For what value of ` p`, system of equations `2x + py = 8` and `x + y = 6` have no solution.

To determine the value of \( p \) for which the system of equations \[ 2x + py = 8 \] and \[ x + y = 6 \] has no solution, we need to use the condition for two linear equations to be inconsistent (i.e., have no solution).
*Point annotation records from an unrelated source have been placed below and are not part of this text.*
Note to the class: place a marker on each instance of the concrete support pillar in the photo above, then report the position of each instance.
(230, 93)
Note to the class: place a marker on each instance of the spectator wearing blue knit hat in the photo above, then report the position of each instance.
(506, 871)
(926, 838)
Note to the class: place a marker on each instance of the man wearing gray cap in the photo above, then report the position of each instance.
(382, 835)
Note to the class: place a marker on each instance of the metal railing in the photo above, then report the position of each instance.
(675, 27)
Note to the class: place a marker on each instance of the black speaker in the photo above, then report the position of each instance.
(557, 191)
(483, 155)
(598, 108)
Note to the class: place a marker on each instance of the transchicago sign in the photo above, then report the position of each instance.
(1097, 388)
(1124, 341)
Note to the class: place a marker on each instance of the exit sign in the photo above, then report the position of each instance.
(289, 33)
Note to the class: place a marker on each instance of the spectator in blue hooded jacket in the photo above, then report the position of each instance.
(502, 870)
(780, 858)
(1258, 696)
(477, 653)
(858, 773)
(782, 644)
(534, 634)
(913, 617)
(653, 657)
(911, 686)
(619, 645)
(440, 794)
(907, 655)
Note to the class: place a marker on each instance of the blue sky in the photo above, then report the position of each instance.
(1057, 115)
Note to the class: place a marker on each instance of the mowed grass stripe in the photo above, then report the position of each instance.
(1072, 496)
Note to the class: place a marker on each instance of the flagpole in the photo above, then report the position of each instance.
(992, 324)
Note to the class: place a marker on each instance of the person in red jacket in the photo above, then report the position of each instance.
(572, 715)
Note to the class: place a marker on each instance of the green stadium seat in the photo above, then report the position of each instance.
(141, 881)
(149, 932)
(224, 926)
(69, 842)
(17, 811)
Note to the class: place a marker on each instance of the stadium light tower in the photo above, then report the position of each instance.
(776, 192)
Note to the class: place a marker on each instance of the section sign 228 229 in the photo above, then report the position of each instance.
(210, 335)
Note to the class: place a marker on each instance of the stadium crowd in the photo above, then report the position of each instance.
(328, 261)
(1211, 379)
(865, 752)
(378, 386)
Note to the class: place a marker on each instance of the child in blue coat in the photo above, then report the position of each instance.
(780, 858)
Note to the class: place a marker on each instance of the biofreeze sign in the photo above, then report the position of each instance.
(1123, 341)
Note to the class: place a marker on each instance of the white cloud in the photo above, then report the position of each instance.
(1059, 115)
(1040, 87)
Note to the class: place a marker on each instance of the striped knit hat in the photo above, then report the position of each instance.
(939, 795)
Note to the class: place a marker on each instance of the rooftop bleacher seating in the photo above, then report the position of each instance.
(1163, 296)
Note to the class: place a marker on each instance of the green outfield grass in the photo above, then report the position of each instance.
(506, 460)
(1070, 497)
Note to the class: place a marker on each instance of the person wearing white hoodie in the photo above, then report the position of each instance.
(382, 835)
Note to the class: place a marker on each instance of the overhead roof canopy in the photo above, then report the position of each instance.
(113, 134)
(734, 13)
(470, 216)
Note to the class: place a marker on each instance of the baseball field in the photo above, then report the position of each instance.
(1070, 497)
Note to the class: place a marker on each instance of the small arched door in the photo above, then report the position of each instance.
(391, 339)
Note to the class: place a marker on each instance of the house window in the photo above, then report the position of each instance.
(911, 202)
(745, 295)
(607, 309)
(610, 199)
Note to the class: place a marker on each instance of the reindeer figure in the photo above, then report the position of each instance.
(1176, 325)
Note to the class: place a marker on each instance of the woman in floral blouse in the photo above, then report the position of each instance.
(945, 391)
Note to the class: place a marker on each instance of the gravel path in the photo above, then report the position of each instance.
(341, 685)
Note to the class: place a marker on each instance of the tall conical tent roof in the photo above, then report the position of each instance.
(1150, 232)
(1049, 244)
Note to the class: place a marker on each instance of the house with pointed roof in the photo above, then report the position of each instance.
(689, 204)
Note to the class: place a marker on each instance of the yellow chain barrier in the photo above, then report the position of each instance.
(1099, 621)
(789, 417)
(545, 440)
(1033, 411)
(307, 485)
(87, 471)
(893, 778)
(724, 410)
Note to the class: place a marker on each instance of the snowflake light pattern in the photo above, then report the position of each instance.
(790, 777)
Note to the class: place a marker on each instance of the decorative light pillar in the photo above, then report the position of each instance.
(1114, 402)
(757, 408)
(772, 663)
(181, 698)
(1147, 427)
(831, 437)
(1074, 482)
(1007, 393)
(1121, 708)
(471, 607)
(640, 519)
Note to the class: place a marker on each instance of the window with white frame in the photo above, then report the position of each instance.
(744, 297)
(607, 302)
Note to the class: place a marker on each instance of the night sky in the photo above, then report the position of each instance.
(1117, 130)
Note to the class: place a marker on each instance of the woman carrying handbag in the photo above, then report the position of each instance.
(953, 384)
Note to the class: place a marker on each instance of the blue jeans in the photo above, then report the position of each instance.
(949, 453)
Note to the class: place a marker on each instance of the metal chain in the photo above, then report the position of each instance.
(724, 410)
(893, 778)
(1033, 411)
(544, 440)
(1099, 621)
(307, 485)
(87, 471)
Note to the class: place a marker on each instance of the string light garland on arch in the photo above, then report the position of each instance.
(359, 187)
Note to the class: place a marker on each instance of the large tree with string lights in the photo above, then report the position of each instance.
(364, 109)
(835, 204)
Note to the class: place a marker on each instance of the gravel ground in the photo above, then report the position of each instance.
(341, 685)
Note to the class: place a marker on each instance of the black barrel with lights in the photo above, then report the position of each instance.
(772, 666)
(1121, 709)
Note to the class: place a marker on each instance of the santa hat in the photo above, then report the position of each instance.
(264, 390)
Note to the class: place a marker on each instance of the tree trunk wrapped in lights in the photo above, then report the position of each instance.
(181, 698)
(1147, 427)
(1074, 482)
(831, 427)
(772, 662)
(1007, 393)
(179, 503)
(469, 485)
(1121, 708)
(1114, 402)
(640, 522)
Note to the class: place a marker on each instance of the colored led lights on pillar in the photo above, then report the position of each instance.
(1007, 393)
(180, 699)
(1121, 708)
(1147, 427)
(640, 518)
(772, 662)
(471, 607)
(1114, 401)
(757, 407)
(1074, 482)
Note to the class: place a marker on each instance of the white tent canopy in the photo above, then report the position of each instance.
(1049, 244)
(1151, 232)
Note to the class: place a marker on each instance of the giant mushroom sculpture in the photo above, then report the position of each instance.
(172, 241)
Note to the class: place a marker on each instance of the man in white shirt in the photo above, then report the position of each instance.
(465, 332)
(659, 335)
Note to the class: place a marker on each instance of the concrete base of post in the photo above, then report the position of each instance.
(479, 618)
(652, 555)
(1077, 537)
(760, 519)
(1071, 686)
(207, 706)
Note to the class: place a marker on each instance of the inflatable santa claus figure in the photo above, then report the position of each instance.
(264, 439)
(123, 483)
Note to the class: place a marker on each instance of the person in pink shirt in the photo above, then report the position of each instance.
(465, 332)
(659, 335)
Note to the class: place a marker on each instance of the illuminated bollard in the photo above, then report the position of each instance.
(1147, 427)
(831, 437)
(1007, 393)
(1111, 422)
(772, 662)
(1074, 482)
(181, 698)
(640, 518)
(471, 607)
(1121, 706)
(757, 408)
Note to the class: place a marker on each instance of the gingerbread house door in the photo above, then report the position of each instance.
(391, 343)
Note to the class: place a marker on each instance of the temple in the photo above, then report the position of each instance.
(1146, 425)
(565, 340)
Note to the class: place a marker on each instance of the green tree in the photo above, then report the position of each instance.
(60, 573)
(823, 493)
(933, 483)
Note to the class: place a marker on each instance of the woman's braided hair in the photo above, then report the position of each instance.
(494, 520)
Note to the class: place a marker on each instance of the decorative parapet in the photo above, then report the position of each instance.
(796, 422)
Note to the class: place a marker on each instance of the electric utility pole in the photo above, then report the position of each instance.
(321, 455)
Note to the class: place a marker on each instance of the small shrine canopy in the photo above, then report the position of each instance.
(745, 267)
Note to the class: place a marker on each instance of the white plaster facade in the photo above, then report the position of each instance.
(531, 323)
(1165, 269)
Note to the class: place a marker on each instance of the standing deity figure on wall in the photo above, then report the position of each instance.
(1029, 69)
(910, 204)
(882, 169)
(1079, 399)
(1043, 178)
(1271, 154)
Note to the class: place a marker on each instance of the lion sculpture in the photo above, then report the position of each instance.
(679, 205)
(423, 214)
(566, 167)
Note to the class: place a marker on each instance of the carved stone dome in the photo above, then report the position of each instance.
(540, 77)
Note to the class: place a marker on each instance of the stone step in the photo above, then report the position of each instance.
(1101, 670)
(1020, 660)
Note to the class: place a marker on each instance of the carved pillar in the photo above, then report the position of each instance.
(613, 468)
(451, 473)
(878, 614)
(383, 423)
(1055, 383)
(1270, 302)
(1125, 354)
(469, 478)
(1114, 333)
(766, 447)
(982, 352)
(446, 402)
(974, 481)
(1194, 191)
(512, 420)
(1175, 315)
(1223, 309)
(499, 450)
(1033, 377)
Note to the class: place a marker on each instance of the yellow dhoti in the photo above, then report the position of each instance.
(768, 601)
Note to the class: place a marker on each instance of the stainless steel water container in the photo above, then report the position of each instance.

This condition is given by: \[ \frac{A_1}{A_2} = \frac{B_1}{B_2} \neq \frac{C_1}{C_2} \] where \( A_1, B_1, C_1 \) are the coefficients from the first equation and \( A_2, B_2, C_2 \) are the coefficients from the second equation. ### Step 1: Rewrite the equations in standard form The first equation can be rewritten as: \[ 2x + py - 8 = 0 \] The second equation can be rewritten as: \[ x + y - 6 = 0 \] ### Step 2: Identify coefficients From the equations, we can identify the coefficients: - For the first equation \( 2x + py - 8 = 0 \): - \( A_1 = 2 \) - \( B_1 = p \) - \( C_1 = -8 \) - For the second equation \( x + y - 6 = 0 \): - \( A_2 = 1 \) - \( B_2 = 1 \) - \( C_2 = -6 \) ### Step 3: Set up the ratio condition Now we set up the ratio condition: \[ \frac{A_1}{A_2} = \frac{B_1}{B_2} \neq \frac{C_1}{C_2} \] Substituting the values we identified: \[ \frac{2}{1} = \frac{p}{1} \neq \frac{-8}{-6} \] ### Step 4: Simplify the ratios This simplifies to: \[ 2 = p \neq \frac{8}{6} \] The fraction \( \frac{8}{6} \) simplifies to \( \frac{4}{3} \). ### Step 5: Conclusion Thus, we have: \[ p = 2 \quad \text{and} \quad 2 \neq \frac{4}{3} \] This means that the value of \( p \) for which the system of equations has no solution is: \[ \boxed{2} \]